Hailey didn’t say anything, but her eyes urged Grant to continue.

“I knew if I didn’t hurry the old man and I would both be trapped inside,” Grant recalled. “I wanted my dad right then more than I had ever wanted him in my life. What scared me most was that he would find out what I had done, that I would be dead and unable to explain, and he would know that the son he believed was so incredibly intelligent was really just an underage intoxicated idiot who had started a fire next to a couple of gas pumps and gotten himself and someone else killed in the process.”

“Did the old man die, Grant?” Hailey asked, tears welling up, not sure she wanted to know the answer.

“He was coughing wildly, and it wasn’t until I drug him outside that I realized I was too. I fell next to him on the pavement. His face and his clothes were dirty with smoke, and his breaths were shallow. We were face-down out on the pavement… it was right then that my eyes met his for the very first time. I knew we had to move; I knew we were not out of harm’s way.” Grant was crying so hard now that Hailey had to struggle to make out his words. “I didn’t think that I had the strength to pull him to safety, but…somehow…”

“You saved him?” Hailey nodded.

“I don’t know that you can call it that,” Grant shook his head. “But, yeah, he survived.”

Hailey wrapped her arms around Grant and held him so tightly she wasn’t sure when or if she would ever let go.
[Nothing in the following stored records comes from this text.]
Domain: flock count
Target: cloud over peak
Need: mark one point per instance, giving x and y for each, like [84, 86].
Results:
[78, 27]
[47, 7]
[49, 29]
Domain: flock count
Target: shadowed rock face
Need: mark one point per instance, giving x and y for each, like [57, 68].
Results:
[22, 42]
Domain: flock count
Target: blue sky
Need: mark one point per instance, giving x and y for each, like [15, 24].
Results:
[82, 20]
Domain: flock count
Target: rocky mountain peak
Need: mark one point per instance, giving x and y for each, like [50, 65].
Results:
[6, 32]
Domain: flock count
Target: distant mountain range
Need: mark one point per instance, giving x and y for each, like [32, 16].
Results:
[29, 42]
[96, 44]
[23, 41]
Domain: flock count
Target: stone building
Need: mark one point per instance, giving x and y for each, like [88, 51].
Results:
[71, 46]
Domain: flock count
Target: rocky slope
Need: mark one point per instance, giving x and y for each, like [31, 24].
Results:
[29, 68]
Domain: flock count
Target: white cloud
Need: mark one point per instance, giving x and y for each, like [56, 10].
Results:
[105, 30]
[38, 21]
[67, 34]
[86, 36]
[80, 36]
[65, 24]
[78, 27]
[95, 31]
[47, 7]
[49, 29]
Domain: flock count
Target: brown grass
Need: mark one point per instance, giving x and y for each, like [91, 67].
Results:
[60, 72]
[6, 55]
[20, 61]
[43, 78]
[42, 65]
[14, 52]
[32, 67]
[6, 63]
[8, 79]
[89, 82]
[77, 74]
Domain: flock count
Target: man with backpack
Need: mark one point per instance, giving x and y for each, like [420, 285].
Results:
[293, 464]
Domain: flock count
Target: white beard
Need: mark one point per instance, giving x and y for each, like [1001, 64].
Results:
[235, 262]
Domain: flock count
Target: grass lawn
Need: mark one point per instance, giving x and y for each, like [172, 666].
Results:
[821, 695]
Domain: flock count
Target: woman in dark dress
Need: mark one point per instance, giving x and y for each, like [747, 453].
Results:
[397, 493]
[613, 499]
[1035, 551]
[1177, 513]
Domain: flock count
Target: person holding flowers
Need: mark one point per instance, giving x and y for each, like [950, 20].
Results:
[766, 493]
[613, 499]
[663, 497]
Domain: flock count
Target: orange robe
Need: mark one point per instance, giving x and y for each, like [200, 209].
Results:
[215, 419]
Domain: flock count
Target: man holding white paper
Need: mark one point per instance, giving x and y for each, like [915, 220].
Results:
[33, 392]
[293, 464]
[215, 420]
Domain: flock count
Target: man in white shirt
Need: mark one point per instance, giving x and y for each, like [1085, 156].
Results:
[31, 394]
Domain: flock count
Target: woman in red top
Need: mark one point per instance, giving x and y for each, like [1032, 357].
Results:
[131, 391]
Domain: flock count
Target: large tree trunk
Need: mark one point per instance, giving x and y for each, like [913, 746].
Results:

The story ended there; he didn’t need to say more.

Her arms still wrapped tightly around him, Hailey kissed Grant’s cheek. “You made some bad decisions, but you also made some good ones that go to the core of who you are,” she cried. “You did some things you’re not proud of, but look how far you have come, Grant…”

“I want a chance to live this life, Hailey,” Grant wept. “I want a chance to prove that I have changed. I remember Joey telling me once that growing up is a long and tedious process that comes to fruition in one gripping instance. She said that for her it happened in the form of a television news broadcast during the Gulf War. For me, I think that the time is now. I want to make all the lessons I have learned mean something. I want to live this new life…”

“I pray every second of every day that you get that chance,” Hailey cried.